Biennales are large-scale public art exhibitions held in many cities across the world that take art beyond the realm of galleries and museums and directly into the public domain. Biennales can positively transform the perceptions of cities and nations that host them, and can play an important role in the promotion of contemporary art and culture.
Hoor Al Qasimi is a highly accomplished curator and arts professional. In her role as director of the Sharjah Art Foundation, she has promoted the art of the region encompassing South Asia, the Middle East and Africa, in large-scale, world-class exhibitions and programmes. The Sharjah Bienniale under her leadership has played an equally foundational role.
Her appointment as curator of LB02 will bring an intensified international perspective into the local ecosphere, informed by the needs and perspectives of our region. With such expertise, the artistic landscape in Pakistan will surely be enriched, and become more aware of regional and global conversations, as well as dialogues that are comparatist, or relational in other ways.
Al Qasimi’s first visit to Lahore was a seven-day trip that allowed her to get a first look at the city’s artistic and cultural communities. While in town, the curator met with numerous local artists, experts and academics, in keeping with her wide-ranging interests, including art, architecture, film, women’s movements, and public engagement. These included meetings with members of the Women’s Action Forum, faculty members at LUMS, leading art professionals, and members of the board of the Lahore Biennale Foundation, including author Mohsin Hamid, environmental lawyer Rafay Alam, and architect Nayyar Ali Dada. She visited LB01’s venues and sites: the Lahore Fort, Shahi Hammam, Mubarak Haveli, Alhamra Art Centre, the Lahore Museum and Canal Road. She also toured the city’s numerous historical layers, including areas of the walled city, colonial-era structures, and modernist architecture.

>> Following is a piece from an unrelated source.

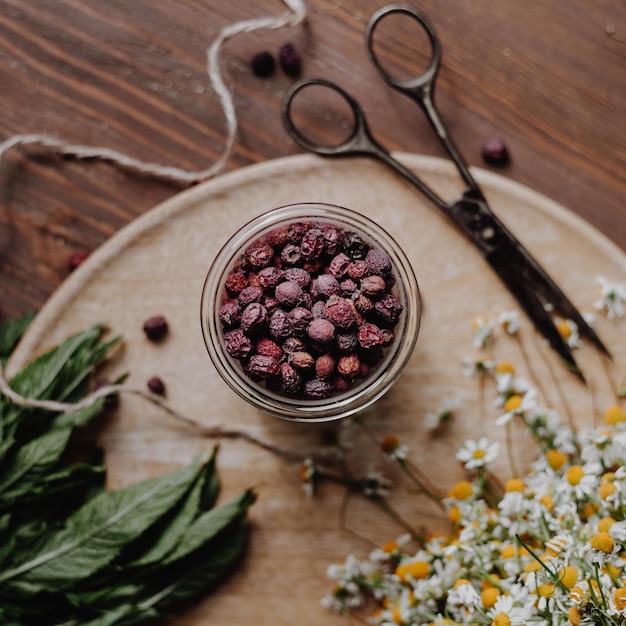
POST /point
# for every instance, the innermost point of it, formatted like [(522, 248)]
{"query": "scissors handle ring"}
[(358, 139), (416, 83)]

Although it is too early to say what the second Lahore Biennale will morph into, one expects it will likely be more expansive than an exhibition of purely visual arts. This, because in her work at the Sharjah Art Foundation, Al Qasimi has supported diverse forms of art, programming and community engagement. For example, the Sharjah March Meeting takes place every two years, and in 2018 was similar in ethos to the Academic Forum at LB01. The LB01 Academic Forum saw the participation of scholars working on Asia, who brought a strongly comparatist modality of vision to a public that hadn’t had such intense proximity to leading scholars of Asian visual cultures earlier.

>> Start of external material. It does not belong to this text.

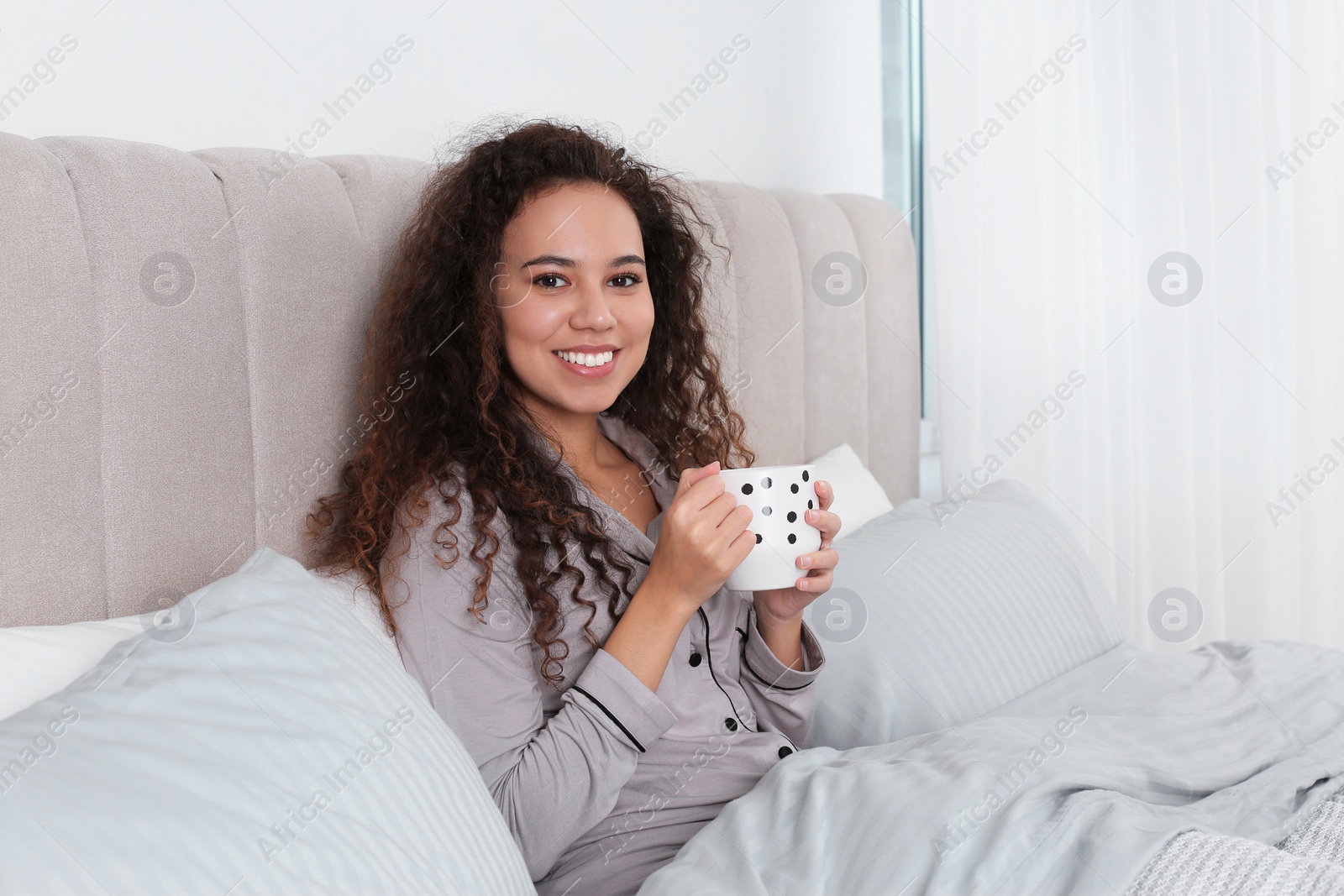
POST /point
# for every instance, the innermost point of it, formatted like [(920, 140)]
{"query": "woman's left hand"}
[(788, 604)]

The most recent March Meeting – Active Forms (MM2018) – included a programme of talks, discussions and conferences, where panelists discussed issues such as the public, power, agency, authorship and notions relating to possibilities for the future. The Sharjah March meeting also saw the participation of important Middle Eastern and international artists in the exhibition, Active Forms that included work by Gulnara Kasmalieva, Hazem Harb, Simone Fattal, Bahar Behbahani, Halil Altındere, Basma Alsharif, Raeda Saadeh, Magdi Mostafa, Almagul Menlibayeva and John Akomfrah amongst others. Karachi-based Yaminay Nasir Chaudhri was present as speaker, as was Naeem Mohaiemen, who exhibited at LB01.
After her visit to Lahore, Al Qasimi stated, “I look forward to working closely with the Foundation to curate a programme that celebrates the richness of artistic practice in South Asia and the importance of strengthening cultural ties between this region, the Middle East, and the broader international arts landscape.”